In order to successfully leverage the use of antiretrovirals (ARVs) as a way to combat HIV transmission, programs need to be carefully modified to work in synch with the needs of each local culture, according to a new global report published by RAND Europe and the AIDS Foundation of Chicago. Recent research on HIV treatment as prevention (TasP) has shown that ARVs can successfully lower the risk of transmission, both in serodiscordant couples in which the HIV-positive partner is on meds and in high-risk HIV-negative people who regularly take the ARV tenofovir as a prophylactic.
The report, which is available by open access online and is called Mapping Pathways: Developing Evidence-Based, People-Centered Strategies for the Use of Antiretrovirals as Prevention, serves as a wellspring of information that prevention groups around the globe can use for tailoring their own programs. In addition to conducting a literature review of 520 journal articles published between 2011 and 2012, the study authors surveyed more than 1,000 global grassroots HIV advocates and interviewed several dozen key players in the HIV field around the world.
The report found three major challenges facing TasP programs:
- Social factors that determine access to health care are as important as individual behaviors.
- Stakeholders need more information about implementing TasP programs in order to deduce if they are feasible and appropriate.
- Local groups need to tailor their prevention strategies to suit their own particular needs.

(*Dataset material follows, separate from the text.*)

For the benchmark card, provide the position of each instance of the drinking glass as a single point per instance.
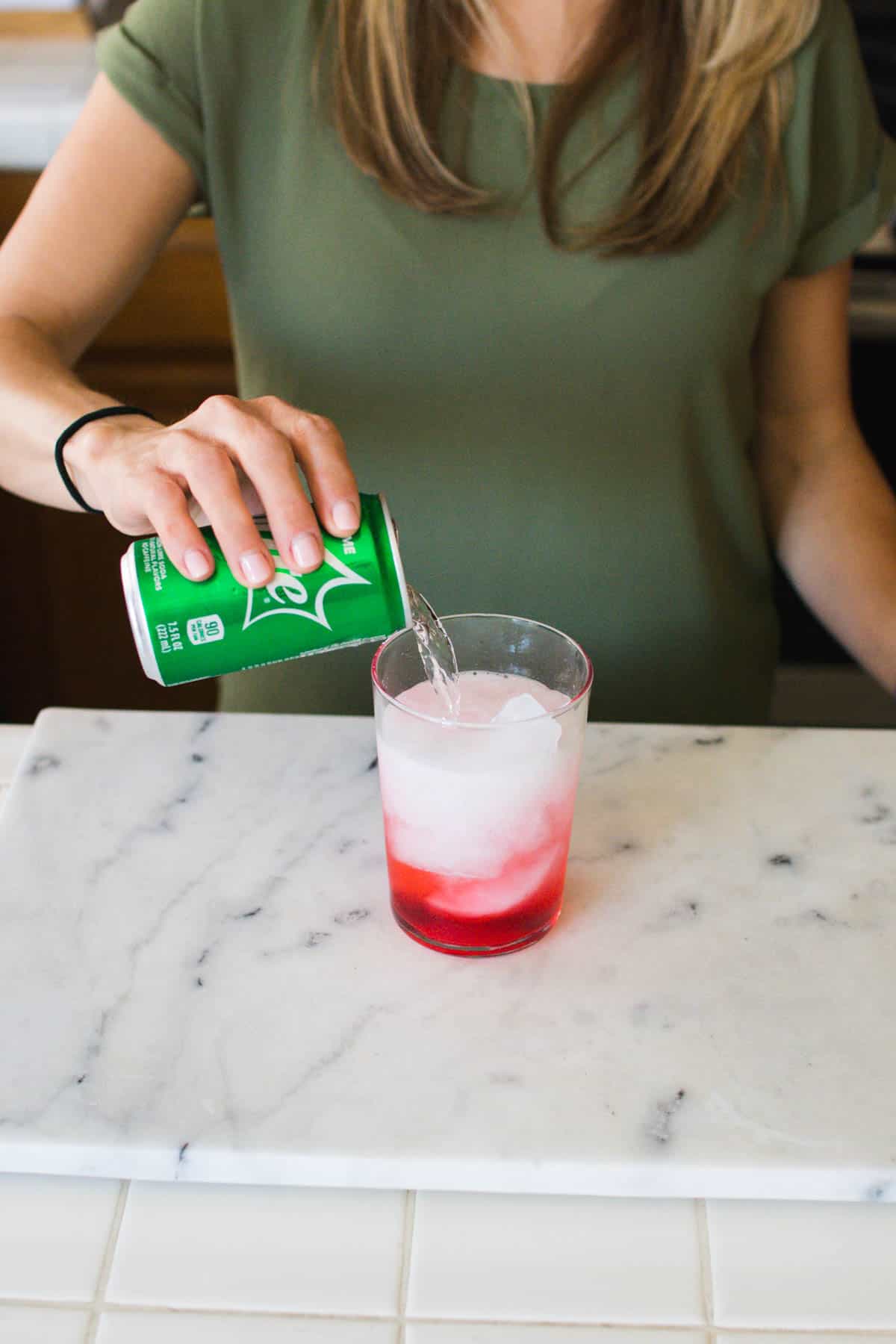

“Different countries and communities are at different places,” Dr. Linda-Gail Bekker, deputy director of the Desmond Tutu HIV Foundation in South Africa and a partner in the group that produced the report, said in a release. “We all have to ask policy makers, funders and ourselves a host of questions. How will we implement a certain strategy? How will we pay for it? Is it for the generalized epidemic, or is it only for certain key populations? What are the social factors that make certain populations vulnerable? Is this strategy ethical? Does it make sound public health sense? What won’t be afforded if we go this route? Who will benefit if we do?”